La famille Morvan est arrivée en France, il y a environ quatre ans. Les adolescents ont appris à parler parfaitement français en seulement un an. En plus de leur langue natale, ils manient aussi très bien l’anglais puisqu’ils ont vécu quelques temps en Floride. Quant à Tayana, elle a une philosophie de vie si solaire que nous sommes tous de vieux aigris grincheux, nous les français.

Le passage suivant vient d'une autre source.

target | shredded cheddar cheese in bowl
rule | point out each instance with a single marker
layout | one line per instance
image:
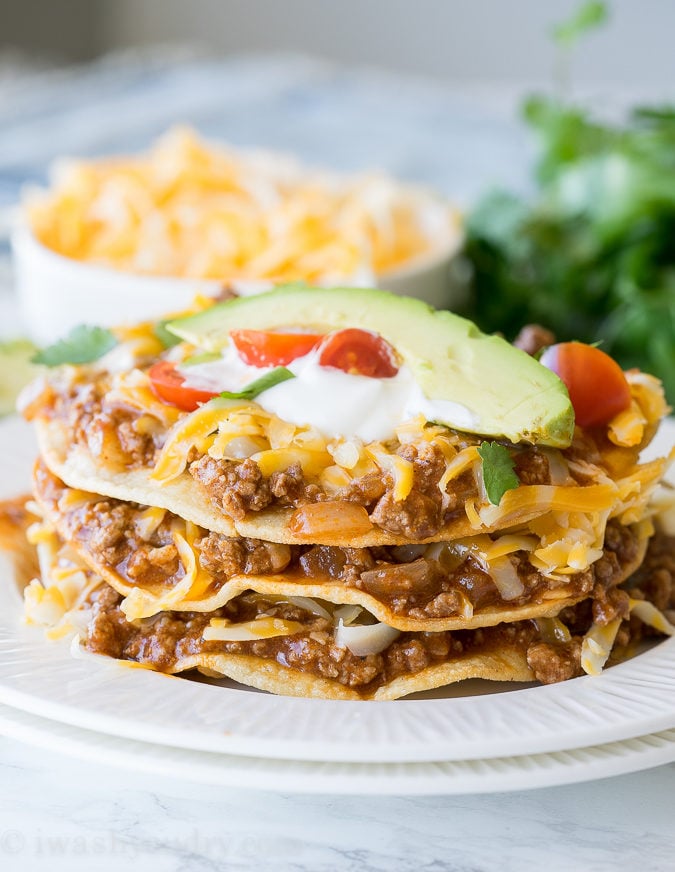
(194, 210)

En parlant de personne revêche, je jette un coup d’œil vers Eliott. Il est en pleine discussion avec Solal. Ils doivent parler sport, comme d’habitude. Il a dû sentir mon regard car ses yeux rencontrent les miens durant une fraction de seconde. Mais comme un adolescent surpris en train de regarder son coup de cœur, il coupe le contact visuel. Il boude. C’est certain. Et je dois reconnaître que ça me contrarie un peu. Même si je sais qu’il va finir par arrêter de faire la tête, il ne sait pas me résister.

Eliott a toujours été mon confident. Celui à qui je racontais mes coups de cœur ou mes chagrins. Il a essuyé beaucoup de larmes en me faisant rire. Il a toujours été présent pour moi. Même lorsque j’étais avec mon ancien petit ami, Rafael.

Notre histoire a connu des hauts et beaucoup de bas. Des ruptures et des réconciliations. C’était une histoire mouvementée. Une de celle où les beaux moments sont aussi forts que les mauvais sont atroces. Elle aurait fait pâlir d’envie les scénaristes des Feux de l’Amour. Il n’y avait pas de juste milieu. Rafael est la seule personne que je connaisse capable de me rendre si amoureuse et si odieuse dans la même journée. Un jour, il m’a demandé de prendre mes distances avec Eliott. Nous étions trop proches selon lui. J’ai refusé. Personne ne décidera à ma place qui je dois ou non fréquenter. Nous ne nous sommes plus vus depuis. J’ai parfois envoyé quelques messages. Je l’avoue. Il me manque. Notre relation me manque. Parfois.

Je m’approche de mon meilleur ami. Avec Nino, ils sont occupés à regarder la guirlande de photos confectionnée par Andréa. Le jeune homme point du doigt une d’entre elles avant de ricaner avec son ami. Ils échangent des coups de coude, hilares. Je regarde le cliché en noir et blanc à mon tour puis me racle la gorge afin de signaler ma présence aux deux compères. Âgée d’environ un an, je souris béatement à l’appareil photo. Je suis entièrement nue mais ma position empêche de distinguer si je suis une fille ou un garçon.

Eliott et Nino arrêtent de rire. Leurs regards passent de la photographie à la version actuelle de ma personne, à plusieurs reprises. Je reste les observer, attendant que la remarque. Parce qu’il va forcément en avoir une. Dans trois… deux…

— Ça devient un poil malsain tout ça, conclut Eliott en détournant son regard du cliché.

Ça aurait pu être pire. Il n’a pas totalement tort. Il faudra que je discute avec Andréa à propos de ces critères de sélection.

— On pourra dire à tout le monde qu’on t’a vu toute nue le jour de ton anniversaire, intervient Nino. Et ça ne sera même pas un mensonge !

J’ai toujours essayé de maintenir mon attirance physique pour Nino secrète. En réalité, seuls Andréa et Eliott sont au courant. Ce qui techniquement enlève un peu de sa confidentialité à cette vérité. Malgré son charme, je n’ai jamais essayé de savoir si c’était réciproque. Et puis j’étais avec Rafael et ensuite j’ai rencontré Yanis. De plus, Nino est ce genre de garçons qui lancent des commentaires dragueurs. Il est naturellement séducteur. Il ne doit même pas s’en rendre compte.

Mon interlocuteur glisse un clin d’œil taquin dans ma direction. Sa mâchoire carrée esquisse une légère moue rieuse.

— Si ça te peut te faire plaisir, conclus-je avant de m’éclipser le plus gracieusement possible.